Syn-rift basin fill architecture - constraints from forward stratigraphic modelling
PhD Candidate: Eóin O’ Donnell
Supervisor: Prof. Peter Haughton, Dr. Lawrence Amy & Dr. Conrad Childs
Funded by: Science Foundation Ireland and co-funded under the European Regional Development Fund with further funding from the Petroleum Infrastructure Programme and its member companies
Triassic and Upper Jurassic rift-basin plays in the Irish offshore are relatively poorly imaged by seismic datasets and reflector geometry and seismic attributes provide only limited constraints on depositional architecture and potential reservoir distribution. In addition, some basins are only partly preserved due to subsequent uplift and erosion. Fault systems that were active during or immediately prior to deposition are better imaged, better preserved and are being studied in a number of related iCRAG projects. An important question is to what extent knowledge of the fault geometries and the inferred fault system evolution can be used to predict aspects of the stratigraphic geometry and reservoir development that are otherwise poorly resolved? These insights could be key to identifying and risking prospects at syn-rift level in the Irish basins.
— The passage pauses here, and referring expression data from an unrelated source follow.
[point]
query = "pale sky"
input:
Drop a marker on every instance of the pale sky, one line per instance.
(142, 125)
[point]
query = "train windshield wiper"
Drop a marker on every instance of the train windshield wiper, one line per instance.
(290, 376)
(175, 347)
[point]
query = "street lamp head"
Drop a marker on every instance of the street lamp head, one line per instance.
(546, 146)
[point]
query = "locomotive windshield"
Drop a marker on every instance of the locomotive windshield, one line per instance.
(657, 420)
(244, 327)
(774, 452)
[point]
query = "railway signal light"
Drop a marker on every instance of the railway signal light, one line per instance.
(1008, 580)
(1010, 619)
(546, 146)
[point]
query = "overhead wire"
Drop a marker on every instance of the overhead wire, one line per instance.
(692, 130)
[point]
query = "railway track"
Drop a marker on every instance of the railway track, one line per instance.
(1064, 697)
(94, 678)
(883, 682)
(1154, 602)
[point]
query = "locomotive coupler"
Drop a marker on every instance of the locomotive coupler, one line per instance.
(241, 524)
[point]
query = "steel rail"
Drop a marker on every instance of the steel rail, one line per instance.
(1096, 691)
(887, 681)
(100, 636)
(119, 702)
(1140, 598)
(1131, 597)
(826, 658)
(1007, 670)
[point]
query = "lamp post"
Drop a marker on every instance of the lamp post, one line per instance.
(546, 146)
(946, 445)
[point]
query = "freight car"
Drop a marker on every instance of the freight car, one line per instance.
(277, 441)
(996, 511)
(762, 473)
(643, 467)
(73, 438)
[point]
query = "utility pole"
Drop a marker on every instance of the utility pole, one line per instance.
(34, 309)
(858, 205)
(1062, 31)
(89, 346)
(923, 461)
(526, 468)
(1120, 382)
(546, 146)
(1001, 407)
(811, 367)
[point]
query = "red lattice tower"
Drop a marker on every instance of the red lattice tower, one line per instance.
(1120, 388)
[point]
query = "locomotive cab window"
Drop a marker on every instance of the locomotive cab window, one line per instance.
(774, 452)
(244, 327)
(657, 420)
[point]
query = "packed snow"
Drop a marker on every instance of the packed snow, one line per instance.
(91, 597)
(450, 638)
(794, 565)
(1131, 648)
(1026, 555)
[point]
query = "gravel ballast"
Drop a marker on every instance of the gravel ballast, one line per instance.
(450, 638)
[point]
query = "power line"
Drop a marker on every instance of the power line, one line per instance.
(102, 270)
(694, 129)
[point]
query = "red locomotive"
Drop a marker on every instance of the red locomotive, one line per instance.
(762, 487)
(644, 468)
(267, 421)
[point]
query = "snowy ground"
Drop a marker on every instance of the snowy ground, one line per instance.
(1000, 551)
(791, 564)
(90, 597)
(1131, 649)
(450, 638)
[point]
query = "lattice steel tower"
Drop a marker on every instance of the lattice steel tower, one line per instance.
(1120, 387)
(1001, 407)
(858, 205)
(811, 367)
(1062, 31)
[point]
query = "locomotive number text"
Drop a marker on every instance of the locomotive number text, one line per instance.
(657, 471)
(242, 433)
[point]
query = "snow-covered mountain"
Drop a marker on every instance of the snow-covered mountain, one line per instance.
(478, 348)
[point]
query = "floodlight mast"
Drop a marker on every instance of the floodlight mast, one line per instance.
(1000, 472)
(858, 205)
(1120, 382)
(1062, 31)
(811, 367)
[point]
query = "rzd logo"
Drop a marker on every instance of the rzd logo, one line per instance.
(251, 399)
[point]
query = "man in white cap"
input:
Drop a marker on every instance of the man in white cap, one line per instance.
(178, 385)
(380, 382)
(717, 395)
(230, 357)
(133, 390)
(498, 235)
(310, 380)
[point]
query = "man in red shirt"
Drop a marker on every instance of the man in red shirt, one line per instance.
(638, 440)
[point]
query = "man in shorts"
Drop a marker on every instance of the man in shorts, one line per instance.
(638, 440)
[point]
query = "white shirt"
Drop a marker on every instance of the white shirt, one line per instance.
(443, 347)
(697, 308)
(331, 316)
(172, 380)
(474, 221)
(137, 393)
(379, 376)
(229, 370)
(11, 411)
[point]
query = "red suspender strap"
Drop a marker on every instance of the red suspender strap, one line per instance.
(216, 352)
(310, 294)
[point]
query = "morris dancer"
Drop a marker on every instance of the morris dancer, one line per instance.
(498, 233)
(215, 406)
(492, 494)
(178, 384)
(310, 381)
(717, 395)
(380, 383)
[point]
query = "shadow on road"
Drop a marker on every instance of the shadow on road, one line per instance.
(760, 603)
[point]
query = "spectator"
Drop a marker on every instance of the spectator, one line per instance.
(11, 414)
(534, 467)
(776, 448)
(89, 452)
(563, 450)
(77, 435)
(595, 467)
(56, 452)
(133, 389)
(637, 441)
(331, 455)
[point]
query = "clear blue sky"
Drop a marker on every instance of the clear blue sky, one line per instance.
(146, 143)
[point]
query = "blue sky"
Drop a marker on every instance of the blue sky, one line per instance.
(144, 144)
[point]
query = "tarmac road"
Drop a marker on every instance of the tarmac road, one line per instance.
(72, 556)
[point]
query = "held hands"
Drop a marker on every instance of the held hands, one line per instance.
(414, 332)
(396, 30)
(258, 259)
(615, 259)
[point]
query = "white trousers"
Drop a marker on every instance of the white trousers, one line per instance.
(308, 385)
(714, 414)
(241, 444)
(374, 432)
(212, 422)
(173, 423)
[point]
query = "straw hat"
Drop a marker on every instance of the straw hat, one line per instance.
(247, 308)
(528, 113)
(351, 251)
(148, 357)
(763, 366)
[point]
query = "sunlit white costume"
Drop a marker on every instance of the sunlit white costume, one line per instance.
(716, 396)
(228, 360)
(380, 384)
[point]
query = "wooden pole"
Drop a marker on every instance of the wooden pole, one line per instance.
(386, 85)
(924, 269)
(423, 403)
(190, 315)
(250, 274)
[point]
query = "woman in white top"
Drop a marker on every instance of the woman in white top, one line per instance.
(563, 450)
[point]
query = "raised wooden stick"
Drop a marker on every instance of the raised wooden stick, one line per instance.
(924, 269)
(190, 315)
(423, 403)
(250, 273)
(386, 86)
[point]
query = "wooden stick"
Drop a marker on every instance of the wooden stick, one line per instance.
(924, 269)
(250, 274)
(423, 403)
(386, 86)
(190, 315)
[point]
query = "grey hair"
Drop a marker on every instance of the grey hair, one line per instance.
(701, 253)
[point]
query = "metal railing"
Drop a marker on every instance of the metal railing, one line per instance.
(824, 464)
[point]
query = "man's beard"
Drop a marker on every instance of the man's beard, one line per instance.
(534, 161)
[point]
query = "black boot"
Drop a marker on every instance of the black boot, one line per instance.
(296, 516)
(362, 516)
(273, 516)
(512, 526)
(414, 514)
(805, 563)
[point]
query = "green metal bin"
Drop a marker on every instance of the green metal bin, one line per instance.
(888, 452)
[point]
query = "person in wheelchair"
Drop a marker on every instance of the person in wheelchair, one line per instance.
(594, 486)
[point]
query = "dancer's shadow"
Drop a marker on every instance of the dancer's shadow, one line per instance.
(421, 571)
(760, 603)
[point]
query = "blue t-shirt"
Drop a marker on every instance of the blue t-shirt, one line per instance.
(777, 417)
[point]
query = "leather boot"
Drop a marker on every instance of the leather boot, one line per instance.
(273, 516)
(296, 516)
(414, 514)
In actively-extending areas, there is a strong coupling between tectonic deformation and factors that control sediment transport and accumulation, such as surface gradients, hinterland drainage basin extent and the location of local sources and sinks for sediment. This interplay has been extensively documented in modern extending terrains where basin asymmetry, surface tilting, fault displacement gradients and the pattern of fault linkage have all been related at least in a general way to basin-fill character (e.g. Gawthorpe & Leeder, 2000). The issue is whether these relationships can be tested, more effectively linked to the structural evolution, and better ‘tuned’ to conditions in the Irish rift basins. A challenge is that tectonic deformation is not the only factor influencing depositional response in rift basins, with variable sediment supply, water balance and base level also key issues. Hence, climate and climate cycles also can play a key role in determining overall sedimentary response, particularly within internally-drained basins where water balance is so critical. Forward stratigraphic modelling is an approach that can be used to explore competing controls on deposition and to address the implications for stratigraphy.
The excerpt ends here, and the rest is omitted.